To my surprise, a hand closed around my upper arm and pulled. I gasped in relief and realized Gabe must’ve caught up with me. Either that, or my father. They’d saved me just in time. I wanted to collapse in their arms, but I still had to get out of this strong current.

The arms around me gave a great big tug and practically threw me onto the shore. I laid there in a sopping wet mound, breathing in the precious nighttime air. Water spilled from my lungs, coughed up from the deepest recesses of my chest.

I was alive. I’d made it. I never wanted to see water again.

Rolling over, I looked up at my rescuer. The moonlight shone down on us, bathing us both in silver light. To my surprise, it wasn’t Gabe or my father. A beautiful woman stood in front of me, her pale hair long and wavy. She was short and slim, with dark eyes that twinkled.

“It’s...” I swallowed the last bit of water in my mouth. “It’s you...”

It was the woman from my dreams. The one calling me into the woods every night. I couldn’t believe it. Either, I’d hit my head especially hard in the canyon or...

She was real.

The trees behind me rustled with the noise of two men scrambling through the forest. A moment later, Gabe and Luke sprung into view. Their eyes flashed with panic. They pulled to a halt on the soft riverbank, panting from the sprint. Their gaze went from me and then straight to the pale-haired stranger, letting me know that I wasn’t just dreaming her up again. She really was here.

“It can’t be.” Luke stepped forward. His face betrayed a million emotions at once, including relief, then shock, then disbelief. “You’re dead.”

Surely he wasn’t talking to my rescuer. She was alive, as plain as day. Her chest moved up and down with the assured breath of a living, breathing human. Demons might be able to make shells to live in, but they could never inhabit a dead body. It just didn’t happen.

“She saved me,” I coughed. “Pulled me from the water.”

Luke’s face crumpled, as if he were about to cry. My eyes swept from him to my rescuer, and then back again.

“It’s you.” His voice broke and he shook his head.

I didn’t understand why he was acting so strange.

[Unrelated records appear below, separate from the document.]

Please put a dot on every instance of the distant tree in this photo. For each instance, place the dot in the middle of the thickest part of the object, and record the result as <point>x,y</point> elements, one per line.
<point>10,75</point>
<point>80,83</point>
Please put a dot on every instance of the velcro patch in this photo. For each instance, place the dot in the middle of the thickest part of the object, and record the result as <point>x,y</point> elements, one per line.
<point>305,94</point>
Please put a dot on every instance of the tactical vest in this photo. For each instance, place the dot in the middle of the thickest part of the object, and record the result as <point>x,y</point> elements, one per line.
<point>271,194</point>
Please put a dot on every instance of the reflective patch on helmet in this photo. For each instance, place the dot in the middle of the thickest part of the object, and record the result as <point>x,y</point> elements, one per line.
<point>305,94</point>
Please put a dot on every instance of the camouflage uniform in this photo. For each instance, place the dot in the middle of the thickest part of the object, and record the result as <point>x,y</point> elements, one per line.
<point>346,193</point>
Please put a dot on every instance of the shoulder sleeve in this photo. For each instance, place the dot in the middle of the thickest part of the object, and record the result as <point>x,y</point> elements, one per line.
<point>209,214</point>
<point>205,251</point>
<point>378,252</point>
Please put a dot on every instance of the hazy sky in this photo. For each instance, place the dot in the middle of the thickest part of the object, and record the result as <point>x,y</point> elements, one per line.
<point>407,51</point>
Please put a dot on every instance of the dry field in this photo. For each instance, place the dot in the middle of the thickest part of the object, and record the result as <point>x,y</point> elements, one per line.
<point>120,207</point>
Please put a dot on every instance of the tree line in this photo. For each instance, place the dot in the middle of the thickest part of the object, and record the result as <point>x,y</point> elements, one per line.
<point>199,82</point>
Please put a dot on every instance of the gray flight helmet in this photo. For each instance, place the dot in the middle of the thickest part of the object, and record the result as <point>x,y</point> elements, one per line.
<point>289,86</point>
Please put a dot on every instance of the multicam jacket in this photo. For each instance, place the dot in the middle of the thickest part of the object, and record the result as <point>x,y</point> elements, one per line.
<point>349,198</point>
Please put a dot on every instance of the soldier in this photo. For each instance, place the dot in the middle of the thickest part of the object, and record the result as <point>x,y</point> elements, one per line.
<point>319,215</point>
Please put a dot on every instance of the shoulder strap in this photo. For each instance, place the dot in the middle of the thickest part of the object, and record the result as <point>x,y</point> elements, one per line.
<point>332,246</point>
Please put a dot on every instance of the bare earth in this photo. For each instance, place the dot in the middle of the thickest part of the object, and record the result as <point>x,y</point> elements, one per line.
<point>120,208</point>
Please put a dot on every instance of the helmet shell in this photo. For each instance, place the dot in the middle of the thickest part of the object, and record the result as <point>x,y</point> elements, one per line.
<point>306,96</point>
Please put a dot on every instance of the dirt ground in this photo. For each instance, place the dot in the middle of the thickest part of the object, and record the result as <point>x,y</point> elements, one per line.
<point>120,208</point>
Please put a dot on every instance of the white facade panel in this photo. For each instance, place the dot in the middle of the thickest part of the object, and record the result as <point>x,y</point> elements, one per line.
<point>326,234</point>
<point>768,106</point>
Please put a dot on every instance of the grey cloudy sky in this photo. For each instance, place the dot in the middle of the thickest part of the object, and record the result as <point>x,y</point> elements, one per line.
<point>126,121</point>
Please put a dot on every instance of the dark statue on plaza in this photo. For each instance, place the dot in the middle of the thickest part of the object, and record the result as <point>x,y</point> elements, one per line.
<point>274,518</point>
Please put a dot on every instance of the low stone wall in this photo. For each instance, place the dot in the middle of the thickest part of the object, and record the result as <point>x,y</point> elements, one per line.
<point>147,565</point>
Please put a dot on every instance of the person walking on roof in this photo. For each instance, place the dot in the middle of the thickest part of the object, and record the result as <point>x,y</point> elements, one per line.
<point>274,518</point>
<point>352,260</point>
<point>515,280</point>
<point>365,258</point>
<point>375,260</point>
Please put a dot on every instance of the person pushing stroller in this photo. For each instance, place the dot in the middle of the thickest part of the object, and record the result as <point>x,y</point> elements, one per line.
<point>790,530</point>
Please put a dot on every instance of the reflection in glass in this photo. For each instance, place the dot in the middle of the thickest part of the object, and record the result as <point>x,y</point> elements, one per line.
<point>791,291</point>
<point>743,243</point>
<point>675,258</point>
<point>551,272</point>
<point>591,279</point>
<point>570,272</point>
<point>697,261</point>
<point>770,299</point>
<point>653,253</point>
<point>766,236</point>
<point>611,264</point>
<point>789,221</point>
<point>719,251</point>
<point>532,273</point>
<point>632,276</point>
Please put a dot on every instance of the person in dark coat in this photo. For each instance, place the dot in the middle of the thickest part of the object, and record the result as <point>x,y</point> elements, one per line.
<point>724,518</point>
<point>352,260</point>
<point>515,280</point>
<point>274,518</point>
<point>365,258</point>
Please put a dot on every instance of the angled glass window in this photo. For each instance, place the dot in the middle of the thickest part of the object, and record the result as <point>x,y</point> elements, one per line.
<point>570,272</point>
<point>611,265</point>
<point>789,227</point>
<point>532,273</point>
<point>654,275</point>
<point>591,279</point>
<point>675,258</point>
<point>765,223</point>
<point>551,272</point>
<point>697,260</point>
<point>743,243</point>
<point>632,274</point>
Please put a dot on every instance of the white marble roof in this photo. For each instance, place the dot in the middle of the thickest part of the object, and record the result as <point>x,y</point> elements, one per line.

“It’s my wife.” He took a step closer. “My Elizabeth.”

Chapter Seven

A deafening silence fell over the woods. Not even a bird chirped or fluttered its wings. My eyes flew back and forth between my long lost father and the woman he had just called Elizabeth.

It couldn’t be true. If this woman standing before him was his wife, then I’d found my mother. A woman whom I’d been told was dead. A woman whose grave I used to visit as a child with a bouquet of yellow dandelions in my hand.